Gas Chromatography–Mass Spectrometry Analysis of TPS and CPT Enzyme Assay Products
Terpene standards, geraniol, nerol, E,E-farnesol, and geranylgeraniol were obtained from Sigma-Aldrich. Enzyme assays were performed in a 1-mL glass vial, and the volatile compounds produced from the assays were extracted by the SPME fiber. The fiber was then injected into CP-sil 5 CB column (25-m length, 0.25-µm film thickness, and 0.25-mm ID; Agilent Technologies) on a GC17-A coupled to a GCMS-QP5000 (Shimadzu). Injector temperature was 310°C, and interface temperature was 280°C. After a 5-min isothermal hold at 45°C, the column temperature was increased by 15°C/min to 240°C and then 10°C/min to 240°C. Splitless mode was used.
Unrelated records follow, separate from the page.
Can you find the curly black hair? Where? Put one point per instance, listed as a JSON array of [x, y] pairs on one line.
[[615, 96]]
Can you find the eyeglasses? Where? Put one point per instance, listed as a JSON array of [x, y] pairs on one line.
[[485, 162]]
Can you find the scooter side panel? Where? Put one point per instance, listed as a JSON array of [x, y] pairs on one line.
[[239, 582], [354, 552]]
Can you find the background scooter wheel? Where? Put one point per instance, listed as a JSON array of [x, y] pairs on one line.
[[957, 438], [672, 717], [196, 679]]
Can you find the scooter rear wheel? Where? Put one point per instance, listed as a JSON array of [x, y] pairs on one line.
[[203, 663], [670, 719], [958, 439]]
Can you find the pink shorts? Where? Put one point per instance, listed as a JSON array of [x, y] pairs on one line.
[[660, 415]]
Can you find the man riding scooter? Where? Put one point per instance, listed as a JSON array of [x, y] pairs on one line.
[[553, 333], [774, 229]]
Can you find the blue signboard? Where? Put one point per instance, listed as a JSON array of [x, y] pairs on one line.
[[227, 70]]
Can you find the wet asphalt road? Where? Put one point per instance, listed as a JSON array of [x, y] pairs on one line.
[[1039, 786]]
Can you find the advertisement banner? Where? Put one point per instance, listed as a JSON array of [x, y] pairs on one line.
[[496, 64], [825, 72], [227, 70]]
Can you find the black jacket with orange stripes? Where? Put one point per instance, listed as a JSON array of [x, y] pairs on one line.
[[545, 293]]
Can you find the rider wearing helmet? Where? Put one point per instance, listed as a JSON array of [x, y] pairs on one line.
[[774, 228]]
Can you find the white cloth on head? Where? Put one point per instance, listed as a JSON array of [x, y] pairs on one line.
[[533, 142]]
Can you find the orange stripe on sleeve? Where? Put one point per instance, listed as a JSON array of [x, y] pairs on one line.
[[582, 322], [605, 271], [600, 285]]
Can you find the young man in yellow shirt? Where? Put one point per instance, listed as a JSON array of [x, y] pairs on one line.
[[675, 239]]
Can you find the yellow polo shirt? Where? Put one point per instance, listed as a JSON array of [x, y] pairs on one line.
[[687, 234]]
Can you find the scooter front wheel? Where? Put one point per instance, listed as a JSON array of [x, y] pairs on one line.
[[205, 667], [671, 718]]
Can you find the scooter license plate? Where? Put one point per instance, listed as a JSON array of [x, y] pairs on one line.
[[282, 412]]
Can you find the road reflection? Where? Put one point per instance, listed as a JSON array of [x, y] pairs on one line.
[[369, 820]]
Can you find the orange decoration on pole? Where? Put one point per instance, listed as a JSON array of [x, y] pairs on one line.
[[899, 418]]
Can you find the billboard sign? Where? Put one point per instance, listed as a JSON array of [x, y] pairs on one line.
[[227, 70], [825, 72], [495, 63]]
Gene Expression Analysis by qRT-PCR
Different tissues of S. lycopersicum plants (cultivar MP1) were collected in liquid nitrogen. Total RNA was isolated with E.Z.N.A. Plant RNA MiniKit (Omega Bio-tek), treated with DNA-free kit (Ambion) to remove genomic DNA contamination, and used for first-strand cDNA synthesis using the High Capacity cDNA reverse transcription kit and random primers (Applied Biosystems) according to the manufacturer’s protocol. The resulting cDNA was diluted 10-fold, and 1 μL was used as template for PCR amplification in a 20-μL reaction using Fast SYBR green PCR master mix (Applied Biosystems) and gene-specific primers (see Supplemental Table 3 online). Reactions were performed on a StepOnePlus real-time PCR system (Applied Biosystems) with the following cycles: 95°C for 20 s, followed by 40 cycles (95°C for 3 s and 60°C for 30 s). A final dissociation step was performed to assess the quality of amplified product. Relative expression levels of each target transcript in different tissues were calculated using the relative quantification method normalized to the expression levels of tomato elongation factor-1α (EF-1 α; GenBank: X14449). Alignment of the tomato TPS cDNA sequences allowed the design of gene-specific primers for their PCR amplification (see Supplemental Table 3 online). Three biological replicates were used for each point, and triplicates of each sample were done.
Accession Numbers
Genomic and cDNA sequence data from this article can be found in the GenBank/EMBL data libraries under accession number KC807995 for S. lycopersicum, KC807996 for S. pimpinellifolium-LA1589, KC807997 for S. pennellii-LA0716, KC807998 for S. habrochaites-LA1778, KC807999 for S. habrochaites-LA1696, KC808000 for S. habrochaites-LA2104, KC808001 for S. habrochaites-LA2167, and KC808002 for SpeTPS19-LA2560 and KF000066 for Nt-ABS. Other TPS gene accession numbers are as follows: Os-KS, Q0JA82; At-KS, Q9SAK2; Pg-KS, GU045756; Pg-CPS, GU045755; At-CPS, Q38802; Os-CPS1, Q6ET36; Nt-CPS2, HE588139; Nt-ABS, HE588140, Sl-TPS24 (KS), JN412086; Sl-TPS40 (CPS), JN412074; Sh-TPS20-LA2100, JN990689; and Spe-TPS19-LA2560 and KC808002. The CPT gene accession number for At-CPT1 is NP_565551.
Supplemental Data
The following materials are available in the online version of this article.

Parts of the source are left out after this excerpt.